Italiani campioni di cartolarizzazioni. Che gli istituti di credito del nostro Paese giocassero un ruolo predominante all’interno del Vecchio Continente nelle operazioni con cui crediti, spesso inesigibili, vengono «impacchettati» in appositi veicoli poi ceduti sul mercato oppure trattenuti per essere presentati come collaterale per ottenere finanziamenti presso la Banca centrale europea (Bce) non è certo un mistero. E la conferma arriva dai dati sui bilanci delle financial vehicle corporations (Fvc, le società utilizzate per le cartolarizzazioni appunto) pubblicati dalla stessa Bce, che alla fine dello scorso anno vedevano le consistenze di operazioni originate da banche italiane (272,1 miliardi) staccare di gran lunga quelle create negli altri Paesi.
La necessità di creare veicoli attraverso i quali liberarsi degli Npl creati negli anni precedenti è probabilmente il motivo principale alle spalle di un fenomeno simile. In base ai dati della Banca d’Italia (che differiscono lievemente dalla Bce perché considerano le informazioni provenienti dalle banche invece di quelle degli Fvc e perché tengono conto dei soli originator bancari italiani), alla fine del 2018 il 55% delle consistenze di cartolarizzazioni (133 miliardi su 277) era legato alle sofferenze: una quota in crescita rispetto all’anno precedente (47%) e al 2016, quando a malapena questa tipologia di operazioni superava il terzo del totale.

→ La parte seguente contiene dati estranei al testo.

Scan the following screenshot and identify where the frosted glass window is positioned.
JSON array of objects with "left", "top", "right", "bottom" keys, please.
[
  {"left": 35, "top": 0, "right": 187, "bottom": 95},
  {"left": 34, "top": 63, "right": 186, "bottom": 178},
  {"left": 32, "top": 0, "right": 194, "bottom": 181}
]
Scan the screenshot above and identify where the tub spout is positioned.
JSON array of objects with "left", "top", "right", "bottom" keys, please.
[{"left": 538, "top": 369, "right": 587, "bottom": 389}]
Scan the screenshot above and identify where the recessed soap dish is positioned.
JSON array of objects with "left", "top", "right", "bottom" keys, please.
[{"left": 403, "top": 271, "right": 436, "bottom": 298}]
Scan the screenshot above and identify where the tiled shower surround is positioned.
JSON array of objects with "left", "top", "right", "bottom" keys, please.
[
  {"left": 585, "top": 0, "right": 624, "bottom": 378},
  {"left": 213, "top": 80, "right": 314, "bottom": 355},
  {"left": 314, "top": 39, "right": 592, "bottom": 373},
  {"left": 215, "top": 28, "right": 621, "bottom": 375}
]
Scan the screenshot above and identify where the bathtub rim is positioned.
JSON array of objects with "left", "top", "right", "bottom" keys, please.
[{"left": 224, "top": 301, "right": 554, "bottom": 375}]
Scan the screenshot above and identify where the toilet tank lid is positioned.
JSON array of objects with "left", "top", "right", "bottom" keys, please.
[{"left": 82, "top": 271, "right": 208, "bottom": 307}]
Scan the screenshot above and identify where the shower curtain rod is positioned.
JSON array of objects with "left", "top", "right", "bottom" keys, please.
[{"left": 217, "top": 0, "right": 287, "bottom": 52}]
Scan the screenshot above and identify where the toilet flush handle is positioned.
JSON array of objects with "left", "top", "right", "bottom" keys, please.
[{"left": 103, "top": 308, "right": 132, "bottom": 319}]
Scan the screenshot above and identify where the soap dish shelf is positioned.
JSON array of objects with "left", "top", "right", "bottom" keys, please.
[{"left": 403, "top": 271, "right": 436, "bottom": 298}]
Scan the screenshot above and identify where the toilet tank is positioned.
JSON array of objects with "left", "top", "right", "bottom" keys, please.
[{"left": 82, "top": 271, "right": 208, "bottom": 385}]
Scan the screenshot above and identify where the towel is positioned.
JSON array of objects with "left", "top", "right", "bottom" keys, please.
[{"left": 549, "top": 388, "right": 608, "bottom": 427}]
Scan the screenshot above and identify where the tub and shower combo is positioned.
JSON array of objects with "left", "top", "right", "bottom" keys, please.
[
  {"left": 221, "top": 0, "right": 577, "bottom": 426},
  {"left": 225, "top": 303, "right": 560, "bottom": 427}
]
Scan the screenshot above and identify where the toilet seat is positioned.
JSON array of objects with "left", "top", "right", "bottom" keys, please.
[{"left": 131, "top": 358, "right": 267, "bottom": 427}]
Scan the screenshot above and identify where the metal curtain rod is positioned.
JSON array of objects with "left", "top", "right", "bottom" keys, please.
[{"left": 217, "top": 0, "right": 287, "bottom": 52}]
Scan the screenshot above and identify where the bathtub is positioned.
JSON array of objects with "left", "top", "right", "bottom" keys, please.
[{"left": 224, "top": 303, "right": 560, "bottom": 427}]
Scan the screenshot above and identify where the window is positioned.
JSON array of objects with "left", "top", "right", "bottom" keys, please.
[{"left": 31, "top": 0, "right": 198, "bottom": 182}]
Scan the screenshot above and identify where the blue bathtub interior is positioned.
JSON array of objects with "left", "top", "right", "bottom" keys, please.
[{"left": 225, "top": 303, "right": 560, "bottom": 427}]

Il 2018 è stato in effetti un anno particolarmente vivace per le cartolarizzazioni made in Italy, che in base alle statistiche Afme sono state pari a 47,1 miliardi (l’85% dei quali trattenuti dagli stessi originator). L’ammontare più elevato dal 2012 è stato ottenuto grazie a una netta accelerazione nell’ultimo trimestre dell’anno, quando anche per approfittare dell’imminente scadenza delle Gacs (le garanzie pubbliche sulla cartolarizzazione delle sofferenze che proprio ieri hanno chiuso definitivamente la prima fase) e per ripulire i bilanci prima della chiusura dell’esercizio sono stati emessi titoli per 18,2 miliardi. Una rincorsa che ha avuto come conseguenza un rallentamento marcato dell’attività in questi primi due mesi del 2019, periodo in cui le nuove operazioni si sono registrate con il contagocce. Il fenomeno ha però riguardato non soltanto l’Italia ma l’intera Europa ed è in parte legato anche all’attesa per l’entrata in vigore delle nuove norme sulle cartolarizzazioni Sts (semplici, trasparenti e standardizzate), strumenti che offrono vantaggi alle banche enittenti , ma la cui regolamentazione deve essere ancora completata.
Qualcosa però continua a muoversi sotto traccia e numerose sarebbero secondo gli operatori del settore le operazioni sul piede di partenza. Anche Moody’s, pur sottolineando le incertezze legate alle novità regolamentari (le modifiche alla Capital requirements regulation, oltre al nodo Sts), ha di recente ribadito di attendersi per l’Italia una sostanziale conferma del volume di emissioni registrato nel 2018 con possibile utilizzo esteso anche alle inadempienze probabili (Utp, unlikely to pay). Ma sempre a patto di un rinnovo delle Gacs.